How Long is a Football Match?
Typically, a football match will last 90 minutes with an additional 15 minutes of half-time. These 90 minutes are split up into two separate 45 minute sections, known as halves.
There is then a 15-minute interval between these two halves to give the players and officials time to take a break and for the fans to utilise stadium facilities, or get some food.
Here, Football Park will take a look the full length and potential length of a football match, including all the distinct factors which could incur any additional time onto the match at hand.
Law 7- The Duration of the Match
This is a question which is tricky to answer specifically. However, at the end of each 45-minute half, the fourth official will raise his or her board with a single number on it indicating how much time will be added on to the half.
It is not necessarily the case that the number of minutes added on will be the same for each half, however, depending on any stoppages throughout the half, this could be the case. Typically, the second half would include more added time, unless there is a large stoppage in the first.
Different types of stoppages can affect how much added time there is. These can include: injuries, time-wasting, substitutions, fouls/disciplinary actions, celebrations, any crowd disruptions, or more recently, Video Assistant Referee (VAR) reviews.
All of the stoppage types above can change the amount of added time there will be, although how much time is lost because of it, is completely independent of each other and the time each disruption takes can change each time. What we can usually predict, however, is that combining the first half added time with the second half added time, you can expect a minimum of five minutes added at the very least.
As we have previously mentioned, a football match consists of 90 minutes, with 15 minutes for half-time plus any added time onto either of the two halves. Another factor which lengthens the duration of a game is extra time.
If you are attending a league fixture or the group stage of a competition, this typically will not include any extra time. Extra time usually comes into play at the latter stages of tournaments, and usually used in a knockout format.
Extra time is activated when two teams cannot be separated after the full 90 minutes plus added time. Extra time is an additional 30 minutes of play, which is split into two further halves of 15 minutes each. Teams are usually allowed to make more substitutions in this period, which therefore would mean even more added time onto the game.
So, we now have the 90 minutes of football, plus the 15 minutes for half-time and a minimum of five minutes added time, as well as extra-time. This would mean a match including all of these additions could last up to two and a half hours give or take. However, there is one more factor which can increase the length of a single football game.
Using the same example in the section above, if the teams are now still level after 120 minutes, plus any stoppages and intervals, the match will head to a penalty shootout.
It works like this. There is a coin toss to decide which teams goes first and which end of the pitch the shootout will be at. Both teams then take up to five penalties each, or until the team ahead in the shootout has a lead which cannot be equalled or overtaken by the time each team has taken five apiece. If the teams are level after five each, the shootout will then go to sudden death, which in theory, could go on forever, but will just keep going until one team scores and the other misses.

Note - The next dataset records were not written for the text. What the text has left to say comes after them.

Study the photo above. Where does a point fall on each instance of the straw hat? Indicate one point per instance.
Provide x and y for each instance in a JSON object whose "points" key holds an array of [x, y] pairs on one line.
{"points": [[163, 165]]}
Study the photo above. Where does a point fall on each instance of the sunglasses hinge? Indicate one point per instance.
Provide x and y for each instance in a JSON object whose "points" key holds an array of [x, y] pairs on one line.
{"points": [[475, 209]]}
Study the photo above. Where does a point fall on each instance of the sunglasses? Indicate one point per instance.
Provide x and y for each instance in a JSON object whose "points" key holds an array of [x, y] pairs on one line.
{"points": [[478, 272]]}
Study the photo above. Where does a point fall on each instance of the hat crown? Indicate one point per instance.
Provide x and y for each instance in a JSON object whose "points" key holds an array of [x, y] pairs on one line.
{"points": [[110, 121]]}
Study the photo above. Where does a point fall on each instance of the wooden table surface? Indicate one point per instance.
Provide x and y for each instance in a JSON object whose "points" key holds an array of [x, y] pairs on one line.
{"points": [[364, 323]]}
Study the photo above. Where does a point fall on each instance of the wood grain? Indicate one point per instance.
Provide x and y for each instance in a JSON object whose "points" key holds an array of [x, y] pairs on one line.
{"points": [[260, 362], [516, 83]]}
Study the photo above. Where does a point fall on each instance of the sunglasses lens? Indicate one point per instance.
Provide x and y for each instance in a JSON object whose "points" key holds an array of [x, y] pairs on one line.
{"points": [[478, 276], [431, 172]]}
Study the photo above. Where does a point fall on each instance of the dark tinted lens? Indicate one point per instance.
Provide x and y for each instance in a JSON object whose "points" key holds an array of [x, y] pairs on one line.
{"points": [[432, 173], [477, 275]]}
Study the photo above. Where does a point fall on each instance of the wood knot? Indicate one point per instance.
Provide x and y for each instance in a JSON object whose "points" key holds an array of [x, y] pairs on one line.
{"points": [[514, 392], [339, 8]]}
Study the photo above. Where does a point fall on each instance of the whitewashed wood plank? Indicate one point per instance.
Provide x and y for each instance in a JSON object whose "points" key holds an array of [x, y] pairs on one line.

Like added time, there is no specific answer to this question, since the shootout could end after each team takes three penalties each, or it could be 34 kicks long, like the EFL Cup third round between Preston and Fulham earlier last season.
All THIRTY-FOUR penalties from Preston vs Fulham 🤯 pic.twitter.com/yRI71mDfYh
— Sky Sports Football (@SkyFootball) September 18, 2024
Everything we have talked about before can happen in single leg formats, however, if the tie is a two-legged format, then extra time and penalty shootouts can only be activated after the second leg.
In the first leg, the match is 90 minutes long, plus the 15-minute interval and any added time. Second legs are the exact same thing as the first leg. Two 45-minute halves with a 15-minute interval and added time.
Aggregate will come into play at the end of the 90 minutes of the second leg. The aggregate is the combined score of both legs. If, by the end of the 90 minutes in leg two, there is a winner, then the match concludes after the 90 minutes. If the aggregate score is level, however, we then look at extra time and penalties.